BMP-6 and BMPR-1a are up-regulated in the growth plate of the fractured tibia.

Bone overgrowth is a known phenomenon occurring after fracture of growing long bones with possible long-term physical consequences for affected children. Here, the physeal expression of bone morphogenetic proteins (BMPs) was investigated in a fracture-animal model to test the hypothesis that a diaphyseal fracture stimulates the physeal expression of these known key regulators of bone formation, thus stimulating bone overgrowth. Sprague-Dawley rats (male, 4 weeks old), were subjected to a unilateral mid-diaphyseal tibial fracture.

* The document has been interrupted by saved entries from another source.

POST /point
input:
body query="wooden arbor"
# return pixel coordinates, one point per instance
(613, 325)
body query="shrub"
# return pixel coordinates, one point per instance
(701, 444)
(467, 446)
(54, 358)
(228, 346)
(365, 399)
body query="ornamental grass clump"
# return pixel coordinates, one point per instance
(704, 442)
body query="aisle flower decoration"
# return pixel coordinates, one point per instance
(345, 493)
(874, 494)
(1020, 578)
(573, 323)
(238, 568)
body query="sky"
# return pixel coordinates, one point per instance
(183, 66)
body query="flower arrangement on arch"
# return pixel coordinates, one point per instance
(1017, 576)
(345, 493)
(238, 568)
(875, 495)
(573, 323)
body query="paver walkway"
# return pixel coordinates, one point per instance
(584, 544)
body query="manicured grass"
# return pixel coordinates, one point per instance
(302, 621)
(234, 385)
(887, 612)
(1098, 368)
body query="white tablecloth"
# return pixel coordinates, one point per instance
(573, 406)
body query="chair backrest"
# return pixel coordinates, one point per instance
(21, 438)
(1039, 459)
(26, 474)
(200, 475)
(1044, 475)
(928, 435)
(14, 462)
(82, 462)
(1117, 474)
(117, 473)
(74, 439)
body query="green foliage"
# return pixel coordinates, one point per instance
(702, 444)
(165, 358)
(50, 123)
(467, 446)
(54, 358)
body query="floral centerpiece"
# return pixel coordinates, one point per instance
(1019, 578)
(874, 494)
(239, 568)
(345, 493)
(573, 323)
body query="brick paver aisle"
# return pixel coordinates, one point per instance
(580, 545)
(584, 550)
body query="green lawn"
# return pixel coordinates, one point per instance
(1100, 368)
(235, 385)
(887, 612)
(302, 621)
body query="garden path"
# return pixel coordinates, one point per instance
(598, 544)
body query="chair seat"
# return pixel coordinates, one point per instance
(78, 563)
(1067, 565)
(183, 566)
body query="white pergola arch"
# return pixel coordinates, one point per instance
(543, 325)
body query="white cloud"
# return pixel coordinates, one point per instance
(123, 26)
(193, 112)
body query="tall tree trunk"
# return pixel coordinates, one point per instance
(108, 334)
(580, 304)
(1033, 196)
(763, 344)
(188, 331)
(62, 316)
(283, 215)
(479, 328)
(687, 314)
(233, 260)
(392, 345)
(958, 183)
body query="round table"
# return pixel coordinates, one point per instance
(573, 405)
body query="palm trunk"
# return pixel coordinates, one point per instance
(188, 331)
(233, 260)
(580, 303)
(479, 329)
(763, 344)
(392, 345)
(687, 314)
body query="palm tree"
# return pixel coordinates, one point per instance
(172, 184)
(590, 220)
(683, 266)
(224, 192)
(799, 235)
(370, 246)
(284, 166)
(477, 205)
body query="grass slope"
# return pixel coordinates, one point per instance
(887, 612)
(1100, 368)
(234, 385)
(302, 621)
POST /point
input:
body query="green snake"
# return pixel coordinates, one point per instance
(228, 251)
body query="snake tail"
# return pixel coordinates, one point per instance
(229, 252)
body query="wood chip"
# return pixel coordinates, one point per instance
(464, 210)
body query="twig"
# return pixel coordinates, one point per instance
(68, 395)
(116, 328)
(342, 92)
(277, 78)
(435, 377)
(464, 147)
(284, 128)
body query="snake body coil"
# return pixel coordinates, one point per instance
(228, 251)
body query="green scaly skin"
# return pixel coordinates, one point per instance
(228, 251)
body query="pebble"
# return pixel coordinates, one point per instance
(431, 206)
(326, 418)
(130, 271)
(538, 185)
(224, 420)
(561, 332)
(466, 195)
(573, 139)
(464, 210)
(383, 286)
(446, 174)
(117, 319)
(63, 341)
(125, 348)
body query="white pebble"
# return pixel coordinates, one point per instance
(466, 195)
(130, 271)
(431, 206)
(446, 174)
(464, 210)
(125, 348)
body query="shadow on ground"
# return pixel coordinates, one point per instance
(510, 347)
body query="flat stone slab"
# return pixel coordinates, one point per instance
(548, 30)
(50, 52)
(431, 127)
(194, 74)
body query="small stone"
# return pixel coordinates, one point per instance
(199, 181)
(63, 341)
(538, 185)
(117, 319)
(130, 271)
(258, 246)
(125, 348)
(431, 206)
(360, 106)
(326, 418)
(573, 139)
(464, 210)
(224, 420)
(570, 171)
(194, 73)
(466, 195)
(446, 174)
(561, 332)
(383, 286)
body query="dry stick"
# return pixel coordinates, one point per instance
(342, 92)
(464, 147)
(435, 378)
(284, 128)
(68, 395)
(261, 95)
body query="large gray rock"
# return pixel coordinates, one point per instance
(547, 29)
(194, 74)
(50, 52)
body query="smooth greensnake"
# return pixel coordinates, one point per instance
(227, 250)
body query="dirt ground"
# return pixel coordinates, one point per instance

Kinetic expression of physeal BMP-2, -4, -6, -7, and BMP receptor-1a (BMPR-1a) was analyzed in a monthly period by quantitative real time-polymerase chain reaction and immunohistochemistry. On Days 1, 3, 10, and 14 post-fracture, no changes in physeal BMPs gene-expression were detected. Twenty-nine days post-fracture, when the fracture was consolidated, physeal expression of BMP-6 and BMPR-1a was significantly upregulated in the growth plate of the fractured and contra-lateral intact bone compared to control (p<0.005). This study demonstrates a late role of BMP-6 and BMPR-1a in fracture-induced physeal growth alterations and furthermore, may have discovered the existence of a regulatory "cross-talk" mechanism between the lower limbs whose function could be to limit leg-length-discrepancies following the breakage of growing bones.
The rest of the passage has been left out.